Where a prison system's grievance procedures do not specify the requisite level of detail for inmate appeals, Sapp, 623 F.3d at 824, a grievance satisfies the administrative exhaustion requirement if it " alerts the prison to the nature of the wrong for which redress is sought." Griffin v. Arpaio, 557 F.3d 1117, 1120 (9th Cir. 2009). In California, " regulations require only that an inmate 'describe the problem and the action requested.'" Sapp, 623 F.3d at 824, quoting Cal. Code Regs. tit. 15, § 3084.2(a).) " A grievance need not include legal terminology or legal theories unless they are in some way needed to provide notice of the harm being grieved. A grievance also need not contain every fact necessary to prove each element of an eventual legal claim. The primary purpose of a grievance is to alert the prison to a problem and facilitate its resolution, not to lay groundwork for litigation." Griffin,
557 F.3d at 1120.
If under the Rule 56 summary judgment standard, the court concludes that plaintiff has failed to exhaust administrative remedies, the proper remedy is dismissal without prejudice. Wyatt v. Terhune, 315 F.3d 1108, 1120, overruled on other grounds by
Albino, 747 F.3d 1162.
B. Legal Standard for Summary Judgment
Summary judgment is appropriate when it is demonstrated that the standard set forth in Federal Rule of Civil procedure 56 is met. " The court shall grant summary judgment if the movant shows that there is no genuine dispute as to any material fact and the movant is entitled to judgment as a matter of law." Fed.R.Civ.P. 56(a).
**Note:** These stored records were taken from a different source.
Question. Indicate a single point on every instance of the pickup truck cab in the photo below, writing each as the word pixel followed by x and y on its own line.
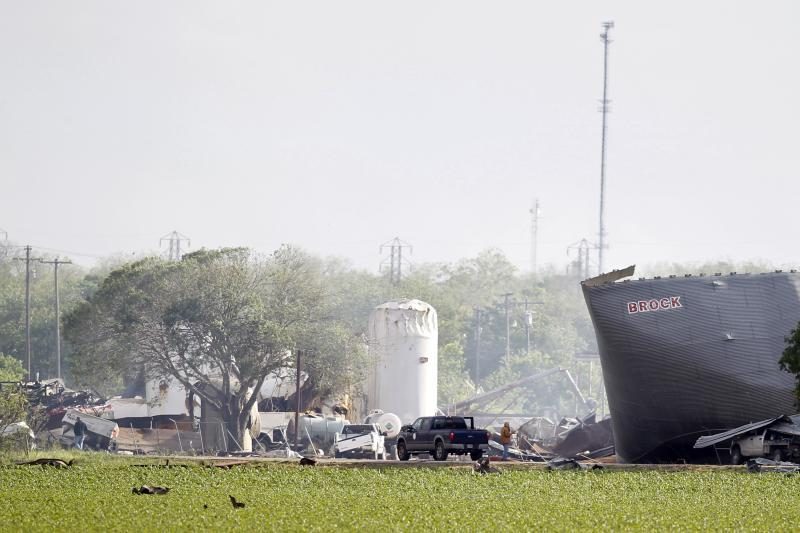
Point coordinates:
pixel 441 436
pixel 765 443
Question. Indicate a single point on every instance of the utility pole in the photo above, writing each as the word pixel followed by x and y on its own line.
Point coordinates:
pixel 175 239
pixel 604 108
pixel 297 403
pixel 582 262
pixel 28 260
pixel 534 211
pixel 3 243
pixel 395 259
pixel 477 348
pixel 506 297
pixel 55 264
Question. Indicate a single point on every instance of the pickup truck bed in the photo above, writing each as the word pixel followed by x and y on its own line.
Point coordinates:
pixel 441 436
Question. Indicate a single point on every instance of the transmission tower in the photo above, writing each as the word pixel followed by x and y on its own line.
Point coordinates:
pixel 395 260
pixel 604 109
pixel 174 240
pixel 534 211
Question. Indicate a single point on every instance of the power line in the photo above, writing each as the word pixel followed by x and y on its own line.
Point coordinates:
pixel 28 260
pixel 175 239
pixel 55 264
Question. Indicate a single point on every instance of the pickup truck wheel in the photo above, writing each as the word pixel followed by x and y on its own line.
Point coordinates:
pixel 439 453
pixel 736 455
pixel 402 451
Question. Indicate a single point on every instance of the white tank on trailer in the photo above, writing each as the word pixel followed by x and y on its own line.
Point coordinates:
pixel 404 344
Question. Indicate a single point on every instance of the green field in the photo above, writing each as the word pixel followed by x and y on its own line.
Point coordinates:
pixel 95 495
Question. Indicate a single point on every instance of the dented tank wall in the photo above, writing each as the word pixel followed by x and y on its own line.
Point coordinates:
pixel 689 356
pixel 404 347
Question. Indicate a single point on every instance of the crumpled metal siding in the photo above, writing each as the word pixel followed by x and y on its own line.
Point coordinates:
pixel 673 375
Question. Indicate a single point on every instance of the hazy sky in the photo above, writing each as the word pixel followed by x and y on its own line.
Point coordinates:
pixel 340 125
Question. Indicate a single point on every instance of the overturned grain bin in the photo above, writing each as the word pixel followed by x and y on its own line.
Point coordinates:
pixel 403 345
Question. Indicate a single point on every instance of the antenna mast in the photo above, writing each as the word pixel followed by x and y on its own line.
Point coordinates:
pixel 604 108
pixel 534 233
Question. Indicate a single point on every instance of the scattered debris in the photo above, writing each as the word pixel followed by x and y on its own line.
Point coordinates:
pixel 236 505
pixel 227 464
pixel 307 461
pixel 55 463
pixel 483 466
pixel 588 438
pixel 561 463
pixel 759 463
pixel 147 489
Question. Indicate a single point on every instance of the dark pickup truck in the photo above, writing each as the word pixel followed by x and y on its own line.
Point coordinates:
pixel 441 436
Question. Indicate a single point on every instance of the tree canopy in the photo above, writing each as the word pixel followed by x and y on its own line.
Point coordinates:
pixel 219 322
pixel 790 359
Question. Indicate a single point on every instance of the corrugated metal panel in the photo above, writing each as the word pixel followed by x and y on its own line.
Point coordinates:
pixel 710 440
pixel 678 372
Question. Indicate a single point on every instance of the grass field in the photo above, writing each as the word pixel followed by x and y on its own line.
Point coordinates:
pixel 95 495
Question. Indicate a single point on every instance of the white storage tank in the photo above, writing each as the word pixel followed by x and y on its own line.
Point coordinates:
pixel 404 345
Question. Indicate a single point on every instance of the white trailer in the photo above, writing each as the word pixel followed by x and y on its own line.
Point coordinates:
pixel 359 440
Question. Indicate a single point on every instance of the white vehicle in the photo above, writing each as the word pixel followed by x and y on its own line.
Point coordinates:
pixel 359 440
pixel 764 443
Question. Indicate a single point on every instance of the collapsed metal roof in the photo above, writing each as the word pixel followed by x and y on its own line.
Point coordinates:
pixel 780 424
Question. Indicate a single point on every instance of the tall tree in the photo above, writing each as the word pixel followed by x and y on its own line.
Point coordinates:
pixel 217 321
pixel 790 359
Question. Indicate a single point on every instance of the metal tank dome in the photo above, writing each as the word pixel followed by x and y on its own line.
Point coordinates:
pixel 404 346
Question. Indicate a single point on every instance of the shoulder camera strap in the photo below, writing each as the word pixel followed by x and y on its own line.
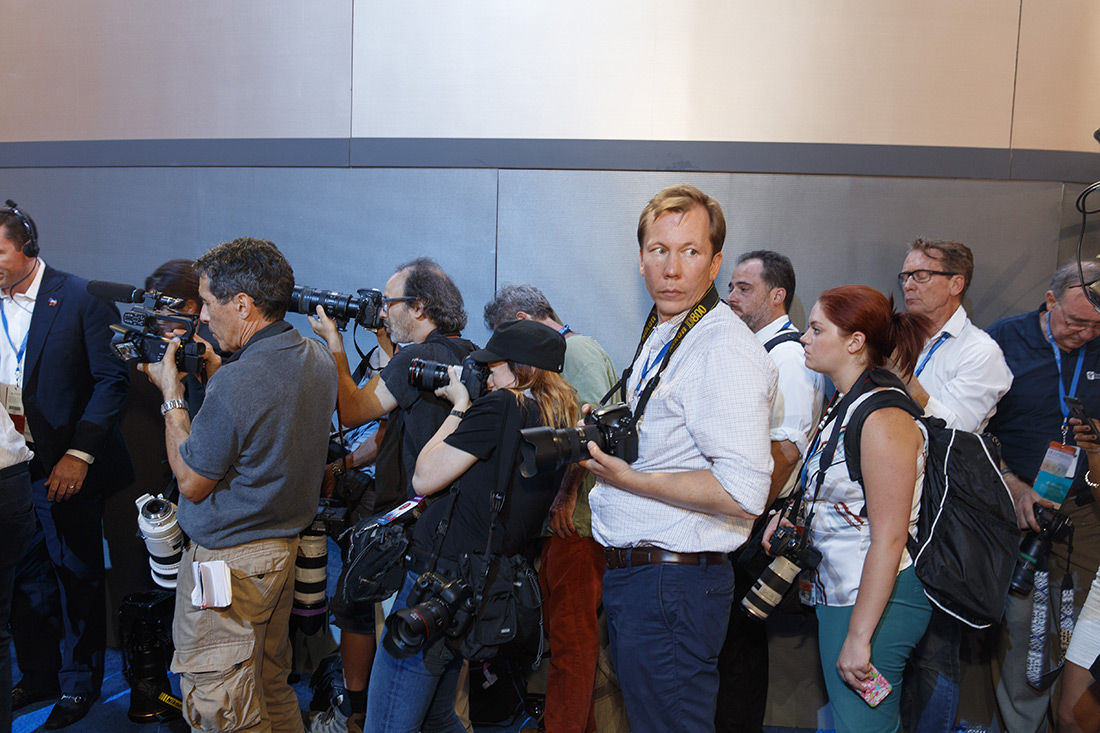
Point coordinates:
pixel 706 304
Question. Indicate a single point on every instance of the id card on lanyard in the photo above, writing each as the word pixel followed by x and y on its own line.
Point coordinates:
pixel 1059 465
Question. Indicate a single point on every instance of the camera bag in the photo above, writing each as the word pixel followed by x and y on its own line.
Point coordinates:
pixel 967 538
pixel 507 601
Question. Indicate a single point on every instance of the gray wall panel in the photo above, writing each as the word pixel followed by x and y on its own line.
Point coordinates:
pixel 573 234
pixel 341 229
pixel 570 232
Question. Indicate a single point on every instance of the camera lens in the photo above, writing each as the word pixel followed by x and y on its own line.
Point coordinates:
pixel 770 588
pixel 408 630
pixel 427 374
pixel 548 449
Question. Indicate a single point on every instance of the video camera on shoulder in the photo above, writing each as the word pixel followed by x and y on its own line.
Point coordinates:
pixel 141 336
pixel 611 427
pixel 430 375
pixel 364 307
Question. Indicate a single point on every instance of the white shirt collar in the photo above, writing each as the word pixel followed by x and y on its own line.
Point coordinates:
pixel 954 325
pixel 774 328
pixel 32 292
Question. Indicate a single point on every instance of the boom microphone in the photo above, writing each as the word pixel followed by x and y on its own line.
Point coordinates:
pixel 122 293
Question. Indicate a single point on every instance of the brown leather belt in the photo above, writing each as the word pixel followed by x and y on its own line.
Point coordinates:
pixel 628 557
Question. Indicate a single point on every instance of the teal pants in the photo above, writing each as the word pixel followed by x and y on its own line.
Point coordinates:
pixel 900 628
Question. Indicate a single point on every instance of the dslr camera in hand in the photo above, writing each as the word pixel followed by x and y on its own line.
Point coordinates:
pixel 364 307
pixel 141 336
pixel 430 375
pixel 611 427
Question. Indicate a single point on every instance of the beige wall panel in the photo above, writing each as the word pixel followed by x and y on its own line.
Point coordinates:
pixel 1057 100
pixel 118 69
pixel 936 73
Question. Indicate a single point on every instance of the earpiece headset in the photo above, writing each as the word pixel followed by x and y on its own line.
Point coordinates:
pixel 31 249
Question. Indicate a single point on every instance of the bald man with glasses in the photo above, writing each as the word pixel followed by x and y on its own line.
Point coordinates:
pixel 1054 352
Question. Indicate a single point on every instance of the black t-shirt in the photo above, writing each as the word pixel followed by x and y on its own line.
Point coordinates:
pixel 420 411
pixel 480 434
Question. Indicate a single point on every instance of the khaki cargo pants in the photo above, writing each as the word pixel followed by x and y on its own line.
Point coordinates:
pixel 233 662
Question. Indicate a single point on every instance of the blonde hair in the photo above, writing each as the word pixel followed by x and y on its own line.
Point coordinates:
pixel 557 398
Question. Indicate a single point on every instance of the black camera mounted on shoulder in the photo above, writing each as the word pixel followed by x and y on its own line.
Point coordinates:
pixel 141 337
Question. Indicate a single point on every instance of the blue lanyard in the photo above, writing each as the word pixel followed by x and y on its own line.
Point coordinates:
pixel 924 362
pixel 656 360
pixel 22 348
pixel 1062 386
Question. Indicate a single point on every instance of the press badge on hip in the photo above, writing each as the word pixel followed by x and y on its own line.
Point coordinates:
pixel 13 403
pixel 1057 471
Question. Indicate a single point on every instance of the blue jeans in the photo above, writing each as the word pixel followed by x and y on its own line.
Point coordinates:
pixel 900 627
pixel 17 525
pixel 667 624
pixel 404 695
pixel 932 678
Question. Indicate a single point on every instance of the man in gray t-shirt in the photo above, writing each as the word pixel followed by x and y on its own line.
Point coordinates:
pixel 249 469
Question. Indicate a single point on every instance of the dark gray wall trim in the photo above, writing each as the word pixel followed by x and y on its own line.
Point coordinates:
pixel 1055 165
pixel 279 152
pixel 902 161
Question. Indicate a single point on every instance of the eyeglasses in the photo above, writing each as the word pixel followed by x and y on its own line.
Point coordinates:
pixel 387 302
pixel 922 275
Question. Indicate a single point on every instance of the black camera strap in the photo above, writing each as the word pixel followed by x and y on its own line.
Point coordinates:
pixel 706 304
pixel 835 413
pixel 505 470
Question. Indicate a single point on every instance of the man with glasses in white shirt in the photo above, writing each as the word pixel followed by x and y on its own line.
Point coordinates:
pixel 701 387
pixel 959 378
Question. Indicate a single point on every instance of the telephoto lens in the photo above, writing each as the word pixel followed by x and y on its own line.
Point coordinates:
pixel 310 603
pixel 436 604
pixel 791 559
pixel 164 539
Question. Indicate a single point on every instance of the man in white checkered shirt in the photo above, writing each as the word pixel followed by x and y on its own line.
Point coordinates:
pixel 669 520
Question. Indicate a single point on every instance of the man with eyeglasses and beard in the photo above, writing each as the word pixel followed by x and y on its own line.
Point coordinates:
pixel 960 375
pixel 1054 352
pixel 424 310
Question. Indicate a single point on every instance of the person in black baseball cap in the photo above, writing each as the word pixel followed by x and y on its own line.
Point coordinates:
pixel 473 448
pixel 525 342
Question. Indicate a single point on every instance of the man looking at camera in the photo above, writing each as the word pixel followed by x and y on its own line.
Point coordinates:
pixel 65 390
pixel 422 310
pixel 670 520
pixel 249 469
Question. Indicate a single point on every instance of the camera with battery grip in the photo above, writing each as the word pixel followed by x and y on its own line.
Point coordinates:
pixel 436 604
pixel 431 375
pixel 611 427
pixel 364 307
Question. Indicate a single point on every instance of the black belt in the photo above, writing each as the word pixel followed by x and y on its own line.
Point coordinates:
pixel 628 557
pixel 14 470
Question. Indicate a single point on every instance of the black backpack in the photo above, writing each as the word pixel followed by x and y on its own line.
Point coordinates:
pixel 967 538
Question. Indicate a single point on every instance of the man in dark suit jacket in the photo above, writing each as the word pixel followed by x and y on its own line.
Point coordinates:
pixel 56 348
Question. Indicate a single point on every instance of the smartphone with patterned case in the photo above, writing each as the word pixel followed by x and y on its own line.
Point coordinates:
pixel 875 688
Under summary judgment practice, the moving party always bears the initial responsibility of informing the district court of the basis for its motion, and identifying those portions of " the pleadings, depositions, answers to interrogatories, and admissions on file, together with the affidavits, if any, " which it believes demonstrate the absence of a genuine issue of material fact.
Celotex Corp. v. Catrett, 477 U.S. 317
, 323, 106 S.Ct. 2548
, 91 L.Ed.2d 265 (1986) (quoting then-numbered Fed.R.Civ.P. 56(c)). " Where the nonmoving party bears the burden of proof at trial, the moving party need only prove that there is an absence of evidence to support the non-moving party's case."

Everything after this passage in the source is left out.